Indianapolis at 7-4 is playing inspired and, not counting last week’s collapse at New England, good football.
Next week’s game at Detroit against a Lions team that at that point will have 10 days rest is a test this team is equipped to pass. Then it’s a home game against a struggling Tennessee squad, meaning the possibility of taking a 9-4 record to Houston on Dec. 8 is very real.

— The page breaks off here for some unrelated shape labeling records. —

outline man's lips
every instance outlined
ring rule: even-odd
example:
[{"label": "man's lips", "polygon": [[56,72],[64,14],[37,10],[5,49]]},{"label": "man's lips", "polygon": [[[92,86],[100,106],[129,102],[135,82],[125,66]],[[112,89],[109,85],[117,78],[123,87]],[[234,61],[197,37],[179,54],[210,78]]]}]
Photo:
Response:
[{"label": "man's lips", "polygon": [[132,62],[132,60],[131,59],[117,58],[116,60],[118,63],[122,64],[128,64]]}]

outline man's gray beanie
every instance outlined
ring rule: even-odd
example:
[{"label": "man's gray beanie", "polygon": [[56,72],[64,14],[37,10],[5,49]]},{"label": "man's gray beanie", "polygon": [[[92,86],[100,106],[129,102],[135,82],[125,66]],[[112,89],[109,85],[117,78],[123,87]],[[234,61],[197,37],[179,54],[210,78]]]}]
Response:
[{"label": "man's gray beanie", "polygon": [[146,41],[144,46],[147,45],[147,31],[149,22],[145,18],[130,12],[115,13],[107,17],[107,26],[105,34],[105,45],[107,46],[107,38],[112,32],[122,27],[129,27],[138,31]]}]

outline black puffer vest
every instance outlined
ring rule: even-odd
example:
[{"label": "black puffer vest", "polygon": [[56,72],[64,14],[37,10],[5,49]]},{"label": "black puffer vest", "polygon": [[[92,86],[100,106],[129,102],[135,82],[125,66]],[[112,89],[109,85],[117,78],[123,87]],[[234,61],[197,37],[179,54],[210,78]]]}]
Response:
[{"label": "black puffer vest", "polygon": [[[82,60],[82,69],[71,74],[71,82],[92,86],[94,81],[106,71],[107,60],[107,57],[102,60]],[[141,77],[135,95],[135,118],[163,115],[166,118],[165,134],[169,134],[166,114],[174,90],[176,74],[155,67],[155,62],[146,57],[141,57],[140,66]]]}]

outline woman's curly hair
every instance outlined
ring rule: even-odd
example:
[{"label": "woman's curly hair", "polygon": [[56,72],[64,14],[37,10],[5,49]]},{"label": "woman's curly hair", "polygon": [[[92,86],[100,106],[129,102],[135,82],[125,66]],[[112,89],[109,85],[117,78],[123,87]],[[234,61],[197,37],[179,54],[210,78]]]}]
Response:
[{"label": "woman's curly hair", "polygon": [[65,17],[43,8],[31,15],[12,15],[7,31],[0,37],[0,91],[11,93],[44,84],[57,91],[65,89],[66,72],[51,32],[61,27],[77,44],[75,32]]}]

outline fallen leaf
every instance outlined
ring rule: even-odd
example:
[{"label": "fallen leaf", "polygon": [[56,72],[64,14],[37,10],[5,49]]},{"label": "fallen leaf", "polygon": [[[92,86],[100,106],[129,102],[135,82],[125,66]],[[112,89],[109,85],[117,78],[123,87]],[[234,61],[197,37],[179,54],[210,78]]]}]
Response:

The victory against the Bills, while not a statistical jaw-dropper in any one phase of the game, might have been the Colts’ most Pagano-esque effort yet.
Special teams were huge. The defense bent on occasion, but refused to break. Quarterback Andrew Luck passed for 240 yards, his fourth-lowest total in 11 starts. The running game managed 87 yards, but was effective when it had to be.
“Chuck built everything on team. I think that was a team victory right there,” Arians said.
Unlike the franchise’s finesse teams of the recent past, these Indianapolis Colts are meat-and-potatos all the way.
They have a no-nonsense head coach doing everything in his power to take down cancer, a replacement determined to resume his role as a full-time offensive coordinator and 53 men who have taken to an old-school approach and run with it.
Playoff berths aren’t awarded with style points. It’s about victories, and Indianapolis is sitting on seven in what is shaping up to be a magical season in many respects.
Arians firmly believes this team will be taking on all comers in January. If you doubt him, it might be wise to keep it to yourself.